6.1 Installation Overview and Prerequisites
This section discusses the concepts involved in installing Access Manager to protect the example Digital Airlines Web site:
After you deploy this example, you should understand the basic features of Access Manager and know how to configure the software to protect your own Web servers and applications.
6.1.1 Installation Architecture
The diagram below illustrates how the Digital Airlines example is integrated with the Access Manager components.
Figure 6-2 Digital Airlines Architecture
This document explains how to use a browser machine and two other machines for this configuration. The SSL VPN server can be installed either in a traditional mode or with an Embedded Service Provider (ESP). For this sample configuration, you need to install the Traditional SSL VPN server with the Access Gateway Appliance. If you select to use the ESP-enabled SSL VPN server, you need to install it with the Identity Server. For this sample configuration, select to install only one version of the SSL VPN server, not both.
Table 6-1 Novell Access Manager Components
|
Administration Console |
Identity Server |
Access Gateway |
SSL VPN |
Application Web Server |
LDAP User Store |
Browser |
|---|---|---|---|---|---|---|---|
|
Machine 1 |
X |
X |
|
X |
X |
X |
|
|
Machine 2 |
|
|
X |
X |
|
|
|
|
Machine 3 |
|
|
|
|
|
|
X |
The simplified configuration described in this document is for a test environment only. It is not a recommended or supported configuration for a production environment. For example, the configuration database installed with the Administration Console should not be used as an LDAP user store in a production environment. In a production environment, you would not want to install the Administration Console, the ESP-enabled SSL VPN server, the Identity Server, and the Web server on the same machine. This simplified configuration is designed to minimize the number of machines required for a tutorial.
After deploying the Digital Airlines example, you should understand the concepts required to deploy Access Manager in a number of other configurations. In a production environment, you need to install the necessary Access Manager components according to your specific requirements. For more information about other possible installation configurations, see Recommended Installation Scenarios
in the NetIQ Access Manager 3.1 SP5 Installation Guide.
6.1.2 Deployment Overview
Prerequisite Tasks
Before starting with the Digital Airlines example, you must perform the following tasks:
-
Enable pop-ups on a Firefox browser (3.x or above) or Internet Explorer browser (7.x or above) for managing and configuring the Access Manager components.
-
Install the Novell Access Manager Administration Console, Identity Server, Access Gateway, and SSL VPN as described in the NetIQ Access Manager 3.1 SP5 Installation Guide.
-
Configure the Novell Access Manager Identity Server.
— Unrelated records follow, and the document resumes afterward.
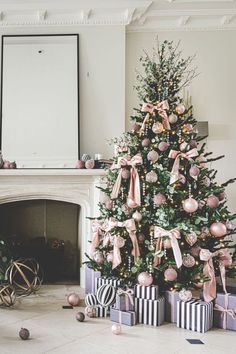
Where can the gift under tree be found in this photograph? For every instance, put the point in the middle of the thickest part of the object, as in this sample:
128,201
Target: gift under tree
164,219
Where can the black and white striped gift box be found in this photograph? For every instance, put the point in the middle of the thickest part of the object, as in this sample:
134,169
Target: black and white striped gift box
196,315
150,312
146,292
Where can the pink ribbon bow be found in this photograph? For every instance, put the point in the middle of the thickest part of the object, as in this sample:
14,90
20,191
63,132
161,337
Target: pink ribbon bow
173,235
225,259
134,196
161,108
131,229
174,154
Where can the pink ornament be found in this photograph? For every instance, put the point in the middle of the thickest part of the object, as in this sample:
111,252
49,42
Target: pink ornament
163,146
145,142
145,279
190,205
170,274
218,229
180,108
80,164
213,201
159,199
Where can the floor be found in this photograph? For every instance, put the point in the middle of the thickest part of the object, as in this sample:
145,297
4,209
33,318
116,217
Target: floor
55,330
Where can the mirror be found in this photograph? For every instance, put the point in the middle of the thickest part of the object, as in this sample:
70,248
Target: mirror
40,100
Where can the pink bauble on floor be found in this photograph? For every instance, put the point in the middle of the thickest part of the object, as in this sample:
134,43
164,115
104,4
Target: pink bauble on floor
145,279
218,229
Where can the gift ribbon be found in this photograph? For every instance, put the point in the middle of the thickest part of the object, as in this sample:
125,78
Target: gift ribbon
134,196
174,154
209,287
173,236
131,229
161,108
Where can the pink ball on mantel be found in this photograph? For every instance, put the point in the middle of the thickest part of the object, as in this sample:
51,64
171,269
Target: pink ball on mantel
190,205
145,279
213,201
170,274
80,164
218,229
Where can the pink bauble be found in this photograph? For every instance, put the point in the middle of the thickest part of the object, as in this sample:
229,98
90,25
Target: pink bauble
80,164
194,171
73,299
125,173
145,279
137,216
190,205
170,274
116,329
163,146
180,108
218,229
159,199
212,201
145,142
152,156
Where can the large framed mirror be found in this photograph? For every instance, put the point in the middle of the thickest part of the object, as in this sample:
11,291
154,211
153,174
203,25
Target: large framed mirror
40,100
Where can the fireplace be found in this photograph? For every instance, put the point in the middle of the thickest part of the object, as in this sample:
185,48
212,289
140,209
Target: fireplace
49,192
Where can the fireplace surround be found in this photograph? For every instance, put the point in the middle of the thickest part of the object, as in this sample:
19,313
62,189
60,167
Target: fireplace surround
68,185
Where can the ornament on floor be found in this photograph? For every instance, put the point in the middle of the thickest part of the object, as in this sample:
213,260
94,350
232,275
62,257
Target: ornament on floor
73,299
7,295
116,328
189,261
25,276
24,334
185,295
145,279
190,205
106,295
80,316
218,229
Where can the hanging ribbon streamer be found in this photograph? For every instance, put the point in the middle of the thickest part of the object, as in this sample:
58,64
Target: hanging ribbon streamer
174,154
173,235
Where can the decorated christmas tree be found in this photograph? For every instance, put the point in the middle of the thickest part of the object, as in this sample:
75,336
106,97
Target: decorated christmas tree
164,218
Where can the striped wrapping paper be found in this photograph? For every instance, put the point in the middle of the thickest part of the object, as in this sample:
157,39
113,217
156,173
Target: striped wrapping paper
146,292
195,315
150,312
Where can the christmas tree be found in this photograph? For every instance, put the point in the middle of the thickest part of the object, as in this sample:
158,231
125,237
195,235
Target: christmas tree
165,217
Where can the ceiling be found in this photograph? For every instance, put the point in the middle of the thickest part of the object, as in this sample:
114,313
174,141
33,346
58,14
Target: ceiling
137,15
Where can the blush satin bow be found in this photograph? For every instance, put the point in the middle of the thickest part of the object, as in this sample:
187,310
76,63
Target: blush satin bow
161,108
225,259
174,154
173,235
134,196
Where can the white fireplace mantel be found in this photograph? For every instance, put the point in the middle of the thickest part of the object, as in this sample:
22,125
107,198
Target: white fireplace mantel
68,185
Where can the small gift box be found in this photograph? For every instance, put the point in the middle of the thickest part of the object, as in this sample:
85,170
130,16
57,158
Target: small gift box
146,292
124,300
90,277
171,298
150,312
196,315
124,317
225,311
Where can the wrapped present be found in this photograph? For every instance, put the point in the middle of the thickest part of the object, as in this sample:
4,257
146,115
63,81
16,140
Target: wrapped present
90,277
124,317
171,298
124,300
150,312
146,292
225,311
196,315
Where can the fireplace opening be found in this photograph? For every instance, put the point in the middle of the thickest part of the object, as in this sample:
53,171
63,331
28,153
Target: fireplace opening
46,230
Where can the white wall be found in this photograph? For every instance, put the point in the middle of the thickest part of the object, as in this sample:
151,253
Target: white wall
213,91
102,82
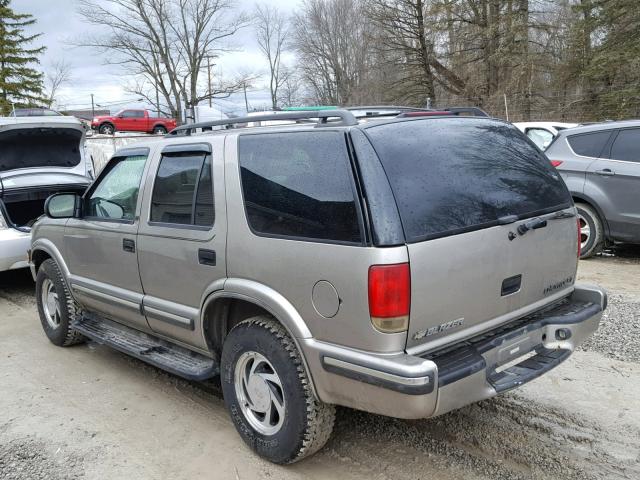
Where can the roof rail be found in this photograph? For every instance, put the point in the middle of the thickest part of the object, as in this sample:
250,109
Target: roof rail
346,119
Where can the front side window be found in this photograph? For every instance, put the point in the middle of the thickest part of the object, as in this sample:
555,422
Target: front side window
116,195
133,114
627,145
183,191
299,185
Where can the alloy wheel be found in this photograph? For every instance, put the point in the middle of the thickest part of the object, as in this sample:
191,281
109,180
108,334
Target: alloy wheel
50,303
259,392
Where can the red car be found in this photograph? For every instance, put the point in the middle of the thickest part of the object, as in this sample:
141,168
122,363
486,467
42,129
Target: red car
132,121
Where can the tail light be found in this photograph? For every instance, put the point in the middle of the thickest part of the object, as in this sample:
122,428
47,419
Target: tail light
390,297
579,238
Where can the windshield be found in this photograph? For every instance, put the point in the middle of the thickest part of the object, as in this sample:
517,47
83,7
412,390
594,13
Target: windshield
454,175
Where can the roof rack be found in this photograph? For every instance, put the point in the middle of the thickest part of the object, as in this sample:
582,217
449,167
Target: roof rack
373,111
345,119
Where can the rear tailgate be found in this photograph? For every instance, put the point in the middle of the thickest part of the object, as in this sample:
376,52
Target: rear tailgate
469,194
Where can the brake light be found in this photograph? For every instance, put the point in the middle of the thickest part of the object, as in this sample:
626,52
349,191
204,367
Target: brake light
390,297
579,238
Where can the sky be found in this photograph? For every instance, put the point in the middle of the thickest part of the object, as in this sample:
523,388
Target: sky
60,24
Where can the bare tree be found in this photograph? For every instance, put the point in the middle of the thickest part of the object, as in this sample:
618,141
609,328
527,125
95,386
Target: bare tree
58,75
166,43
330,38
272,32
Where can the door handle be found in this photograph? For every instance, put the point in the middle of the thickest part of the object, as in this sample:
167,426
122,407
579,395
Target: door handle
128,245
207,257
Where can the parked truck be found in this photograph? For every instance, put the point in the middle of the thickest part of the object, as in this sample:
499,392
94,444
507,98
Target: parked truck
131,120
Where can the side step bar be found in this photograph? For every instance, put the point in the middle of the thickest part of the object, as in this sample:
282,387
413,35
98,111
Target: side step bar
159,353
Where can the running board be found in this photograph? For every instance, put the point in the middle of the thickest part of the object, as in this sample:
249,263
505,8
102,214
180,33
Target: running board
159,353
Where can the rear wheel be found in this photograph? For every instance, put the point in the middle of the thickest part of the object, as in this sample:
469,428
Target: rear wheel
267,392
56,307
106,129
591,230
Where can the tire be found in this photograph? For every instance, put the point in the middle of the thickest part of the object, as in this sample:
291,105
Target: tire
56,307
107,129
592,231
253,352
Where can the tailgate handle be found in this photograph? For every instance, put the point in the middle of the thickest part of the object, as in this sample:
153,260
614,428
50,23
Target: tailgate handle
531,225
511,285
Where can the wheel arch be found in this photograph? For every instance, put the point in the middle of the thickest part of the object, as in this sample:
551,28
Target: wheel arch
41,250
239,299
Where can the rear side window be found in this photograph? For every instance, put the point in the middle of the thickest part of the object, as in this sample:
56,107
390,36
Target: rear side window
299,185
627,145
455,175
589,144
183,191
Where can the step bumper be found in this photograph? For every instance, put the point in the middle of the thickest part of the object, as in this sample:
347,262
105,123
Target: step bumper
407,386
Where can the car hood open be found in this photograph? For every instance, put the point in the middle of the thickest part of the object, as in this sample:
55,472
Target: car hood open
41,152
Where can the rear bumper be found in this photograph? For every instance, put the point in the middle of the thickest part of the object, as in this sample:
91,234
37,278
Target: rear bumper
408,386
13,249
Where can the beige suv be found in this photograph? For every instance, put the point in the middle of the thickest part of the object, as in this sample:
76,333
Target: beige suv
402,266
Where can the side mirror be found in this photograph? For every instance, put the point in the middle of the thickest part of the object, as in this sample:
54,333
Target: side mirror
62,205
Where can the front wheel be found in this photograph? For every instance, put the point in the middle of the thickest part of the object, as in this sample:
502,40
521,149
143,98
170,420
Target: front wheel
56,307
267,392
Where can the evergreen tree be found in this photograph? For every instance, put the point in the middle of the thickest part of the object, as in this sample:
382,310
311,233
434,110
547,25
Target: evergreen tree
20,84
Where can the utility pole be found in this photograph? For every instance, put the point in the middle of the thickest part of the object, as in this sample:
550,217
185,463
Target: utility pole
157,100
209,77
506,107
246,102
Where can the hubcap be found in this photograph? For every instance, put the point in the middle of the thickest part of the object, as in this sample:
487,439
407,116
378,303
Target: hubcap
585,231
50,303
259,393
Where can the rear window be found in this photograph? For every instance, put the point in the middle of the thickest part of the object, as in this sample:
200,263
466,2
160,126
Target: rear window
455,175
589,144
299,185
627,145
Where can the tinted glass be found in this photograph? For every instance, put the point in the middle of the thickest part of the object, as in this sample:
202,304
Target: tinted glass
627,145
180,184
589,144
204,212
116,195
454,175
299,185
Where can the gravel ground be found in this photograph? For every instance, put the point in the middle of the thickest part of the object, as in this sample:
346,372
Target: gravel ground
618,336
90,412
29,459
For configuration details, see Section 1.3, Creating a Basic Identity Server Configuration.
IMPORTANT:The Digital Airlines procedures explain how to add a user to the configuration store of the Administration Console. These instructions assume that you have configured the Identity Server to use this configuration store as the LDAP user store. This is not a recommended configuration for a production environment. To enable this configuration for a test environment, specify the IP address of the Administration Console for the address of the server replica.
Do not configure the Access Gateway or the SSL VPN server at this time. Other tasks explain how to configure the Access Gateway and the SSL VPN server to allow access to the Digital Airlines site on the Web server.
Deployment Tasks
To configure access to the Digital Airlines site, you need to complete the following tasks:
-
Set up the Apache Web server on your Identity Server, then install the Digital Airline pages.
For more information, see Section 6.2, Setting Up the Web Server.
-
Configure the Access Gateway to protect the Web server, but allow public access to the site. See Section 6.3, Configuring Public Access to Digital Airlines.
-
Configure the Access Gateway to allow access to the protected pages. See Section 6.4, Implementing Access Restrictions.
-
Configure the SSL VPN server to allow access to the page on the Web server that is designed to be protected by the SSL VPN server. See Section 6.4.5, Initiating an SSL VPN Session.